Type 1 hypersensitivity is the classic allergic reaction (think peanut allergies or hay fever), driven by a different antibody class called IgE and involving mast cells that release histamine. Type 4 doesn’t involve antibodies at all. It’s driven directly by immune cells and takes 48 to 72 hours to develop, which is why it’s called a delayed-type reaction. The tuberculosis skin test is a common example.
Type 2 reactions typically develop over hours rather than minutes, placing them between the immediate response of type 1 and the delayed response of type 4.
How Type 2 Reactions Are Diagnosed
When a type 2 reaction is suspected, particularly one involving red blood cells, the Coombs test is the go-to diagnostic tool. It comes in two forms. The direct version checks whether antibodies or complement proteins are already stuck to your red blood cells, which would indicate an ongoing immune attack. The indirect version tests your blood serum to see if it contains antibodies that react against a panel of donor red blood cells, which is important for screening before transfusions and during pregnancy.
Beyond the Coombs test, diagnosis depends on the specific condition.
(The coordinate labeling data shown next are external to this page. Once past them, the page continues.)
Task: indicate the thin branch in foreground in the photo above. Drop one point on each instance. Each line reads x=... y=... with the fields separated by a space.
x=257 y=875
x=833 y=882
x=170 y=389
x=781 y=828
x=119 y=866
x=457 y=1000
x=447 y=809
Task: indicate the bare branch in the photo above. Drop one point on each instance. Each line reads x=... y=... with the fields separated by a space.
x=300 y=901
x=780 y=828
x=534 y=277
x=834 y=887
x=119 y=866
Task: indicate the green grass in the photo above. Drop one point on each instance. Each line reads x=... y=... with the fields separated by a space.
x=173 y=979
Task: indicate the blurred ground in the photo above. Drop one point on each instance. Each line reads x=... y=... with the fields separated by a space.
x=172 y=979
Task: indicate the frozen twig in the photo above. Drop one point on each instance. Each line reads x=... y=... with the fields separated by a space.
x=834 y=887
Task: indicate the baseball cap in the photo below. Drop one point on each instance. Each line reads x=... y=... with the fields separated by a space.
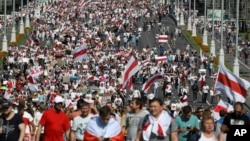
x=6 y=104
x=58 y=99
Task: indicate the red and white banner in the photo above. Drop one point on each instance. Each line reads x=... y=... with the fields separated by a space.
x=233 y=86
x=130 y=84
x=145 y=62
x=36 y=71
x=222 y=105
x=184 y=100
x=163 y=38
x=150 y=81
x=160 y=58
x=131 y=68
x=82 y=3
x=80 y=53
x=93 y=131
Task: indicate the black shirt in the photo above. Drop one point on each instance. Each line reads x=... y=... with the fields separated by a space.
x=232 y=120
x=10 y=128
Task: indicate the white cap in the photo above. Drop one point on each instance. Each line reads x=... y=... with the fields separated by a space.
x=58 y=99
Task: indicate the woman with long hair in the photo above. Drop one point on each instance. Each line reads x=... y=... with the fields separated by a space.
x=207 y=132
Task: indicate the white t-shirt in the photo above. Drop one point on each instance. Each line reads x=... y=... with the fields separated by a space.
x=79 y=125
x=30 y=118
x=118 y=101
x=37 y=118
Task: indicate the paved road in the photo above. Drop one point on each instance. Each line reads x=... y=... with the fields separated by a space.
x=229 y=60
x=148 y=38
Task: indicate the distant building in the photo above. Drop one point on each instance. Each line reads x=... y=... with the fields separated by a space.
x=9 y=2
x=230 y=11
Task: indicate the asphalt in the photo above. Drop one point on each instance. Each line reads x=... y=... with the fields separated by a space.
x=244 y=70
x=148 y=39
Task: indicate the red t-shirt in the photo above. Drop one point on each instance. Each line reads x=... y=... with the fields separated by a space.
x=55 y=125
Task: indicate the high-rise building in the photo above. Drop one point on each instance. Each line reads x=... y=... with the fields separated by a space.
x=9 y=2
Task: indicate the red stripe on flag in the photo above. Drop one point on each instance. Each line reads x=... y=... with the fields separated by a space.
x=234 y=86
x=218 y=108
x=130 y=83
x=81 y=52
x=132 y=66
x=163 y=38
x=152 y=80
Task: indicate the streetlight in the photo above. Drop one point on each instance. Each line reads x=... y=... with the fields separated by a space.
x=21 y=26
x=236 y=61
x=204 y=41
x=13 y=31
x=27 y=19
x=182 y=16
x=194 y=26
x=212 y=47
x=4 y=42
x=189 y=16
x=177 y=11
x=222 y=55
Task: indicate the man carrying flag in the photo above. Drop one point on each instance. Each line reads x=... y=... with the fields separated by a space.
x=233 y=86
x=103 y=127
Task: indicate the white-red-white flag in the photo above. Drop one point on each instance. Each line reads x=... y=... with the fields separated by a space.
x=130 y=84
x=184 y=100
x=82 y=3
x=151 y=80
x=131 y=68
x=233 y=86
x=160 y=58
x=80 y=53
x=222 y=105
x=163 y=38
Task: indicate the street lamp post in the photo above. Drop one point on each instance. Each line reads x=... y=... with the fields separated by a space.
x=177 y=12
x=222 y=55
x=204 y=41
x=189 y=16
x=4 y=42
x=182 y=15
x=194 y=26
x=13 y=31
x=236 y=61
x=21 y=26
x=212 y=46
x=27 y=19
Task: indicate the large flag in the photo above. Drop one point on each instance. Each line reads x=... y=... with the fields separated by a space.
x=131 y=68
x=222 y=105
x=82 y=3
x=163 y=38
x=80 y=53
x=130 y=84
x=233 y=86
x=151 y=80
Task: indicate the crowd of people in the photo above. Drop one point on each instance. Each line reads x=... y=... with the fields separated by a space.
x=50 y=92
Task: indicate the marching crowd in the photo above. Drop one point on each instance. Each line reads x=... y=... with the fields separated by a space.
x=67 y=81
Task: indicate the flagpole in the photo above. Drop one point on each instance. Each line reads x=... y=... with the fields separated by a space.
x=194 y=26
x=204 y=41
x=4 y=41
x=236 y=61
x=222 y=55
x=189 y=16
x=212 y=46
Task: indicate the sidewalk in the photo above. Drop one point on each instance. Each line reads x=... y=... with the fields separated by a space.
x=229 y=60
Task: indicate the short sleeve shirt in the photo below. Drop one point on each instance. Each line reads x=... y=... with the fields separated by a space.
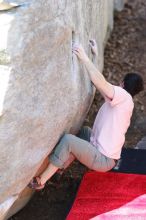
x=112 y=122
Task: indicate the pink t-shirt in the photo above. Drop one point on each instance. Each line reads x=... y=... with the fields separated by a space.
x=112 y=122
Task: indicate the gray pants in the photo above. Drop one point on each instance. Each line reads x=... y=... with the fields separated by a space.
x=79 y=147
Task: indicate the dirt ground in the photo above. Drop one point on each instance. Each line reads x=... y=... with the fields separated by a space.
x=125 y=52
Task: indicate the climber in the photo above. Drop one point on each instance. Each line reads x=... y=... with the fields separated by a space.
x=98 y=148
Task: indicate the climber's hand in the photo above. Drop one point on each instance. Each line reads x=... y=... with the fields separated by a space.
x=80 y=52
x=93 y=46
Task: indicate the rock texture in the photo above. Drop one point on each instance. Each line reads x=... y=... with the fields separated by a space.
x=44 y=91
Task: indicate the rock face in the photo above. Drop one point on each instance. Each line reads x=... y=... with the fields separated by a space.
x=44 y=91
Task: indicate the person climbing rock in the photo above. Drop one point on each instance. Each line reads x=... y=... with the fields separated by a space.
x=98 y=148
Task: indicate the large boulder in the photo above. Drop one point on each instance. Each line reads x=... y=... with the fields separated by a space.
x=44 y=91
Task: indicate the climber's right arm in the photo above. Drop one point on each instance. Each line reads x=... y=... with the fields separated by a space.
x=105 y=88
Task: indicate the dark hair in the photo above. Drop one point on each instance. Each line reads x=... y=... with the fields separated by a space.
x=133 y=83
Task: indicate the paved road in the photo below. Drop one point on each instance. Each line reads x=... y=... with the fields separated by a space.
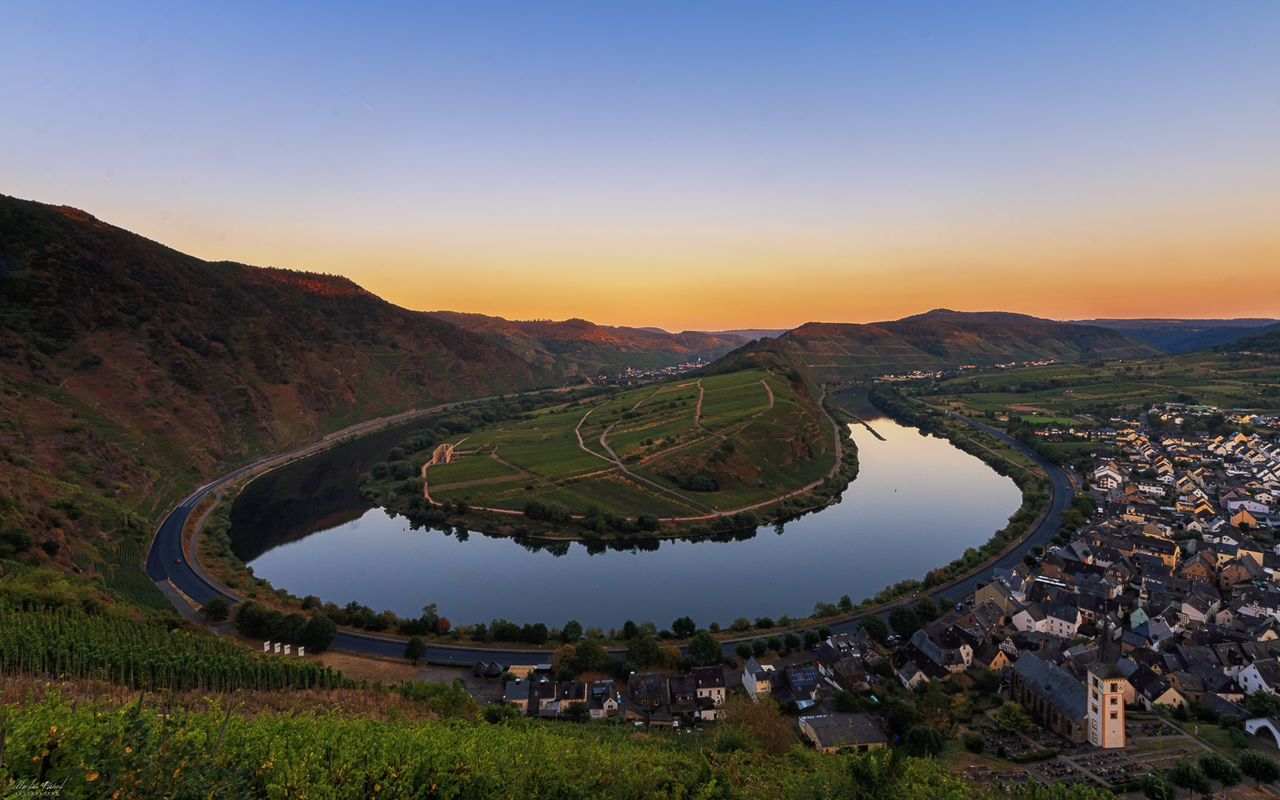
x=1060 y=493
x=173 y=568
x=168 y=563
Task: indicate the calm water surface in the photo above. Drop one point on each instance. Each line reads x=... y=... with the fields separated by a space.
x=917 y=503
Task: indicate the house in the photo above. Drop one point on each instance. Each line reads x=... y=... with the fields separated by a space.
x=844 y=732
x=1262 y=675
x=682 y=690
x=757 y=680
x=648 y=690
x=711 y=684
x=997 y=593
x=602 y=699
x=516 y=693
x=1052 y=695
x=1107 y=476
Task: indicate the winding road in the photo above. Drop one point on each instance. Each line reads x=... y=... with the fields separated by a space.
x=177 y=571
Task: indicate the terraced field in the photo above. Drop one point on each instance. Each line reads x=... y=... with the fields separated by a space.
x=691 y=448
x=1060 y=391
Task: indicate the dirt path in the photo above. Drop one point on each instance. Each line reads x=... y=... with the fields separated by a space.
x=698 y=410
x=644 y=480
x=769 y=389
x=577 y=432
x=639 y=479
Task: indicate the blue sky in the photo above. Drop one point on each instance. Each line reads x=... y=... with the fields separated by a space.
x=842 y=161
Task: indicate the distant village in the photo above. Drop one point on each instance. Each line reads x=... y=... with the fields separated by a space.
x=1169 y=597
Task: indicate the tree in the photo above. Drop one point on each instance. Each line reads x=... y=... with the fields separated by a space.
x=923 y=740
x=318 y=634
x=763 y=721
x=572 y=631
x=1220 y=768
x=684 y=627
x=251 y=620
x=1258 y=767
x=1189 y=777
x=415 y=649
x=216 y=609
x=704 y=648
x=1013 y=718
x=590 y=656
x=1156 y=786
x=876 y=627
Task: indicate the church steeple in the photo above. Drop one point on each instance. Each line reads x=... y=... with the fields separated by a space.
x=1106 y=686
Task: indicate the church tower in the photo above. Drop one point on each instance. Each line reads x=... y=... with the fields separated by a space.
x=1106 y=686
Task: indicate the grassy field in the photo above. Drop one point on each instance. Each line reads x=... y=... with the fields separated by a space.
x=750 y=444
x=1061 y=392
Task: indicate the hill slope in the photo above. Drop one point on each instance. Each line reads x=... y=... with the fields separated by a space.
x=1183 y=336
x=579 y=347
x=1262 y=339
x=933 y=341
x=132 y=371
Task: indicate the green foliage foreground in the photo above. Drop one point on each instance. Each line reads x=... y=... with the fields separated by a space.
x=104 y=749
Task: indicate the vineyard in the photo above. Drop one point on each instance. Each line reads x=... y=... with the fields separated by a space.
x=103 y=749
x=145 y=654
Blood counts showing unexplained drops in red blood cells or platelets may point toward antibody-mediated destruction. Testing for specific autoantibodies, like those against thyroid receptors in Graves’ disease or against the acetylcholine receptor in myasthenia gravis, helps confirm the diagnosis. In conditions like Goodpasture syndrome, a tissue biopsy can reveal the characteristic pattern of antibodies deposited along the membrane of the affected organ.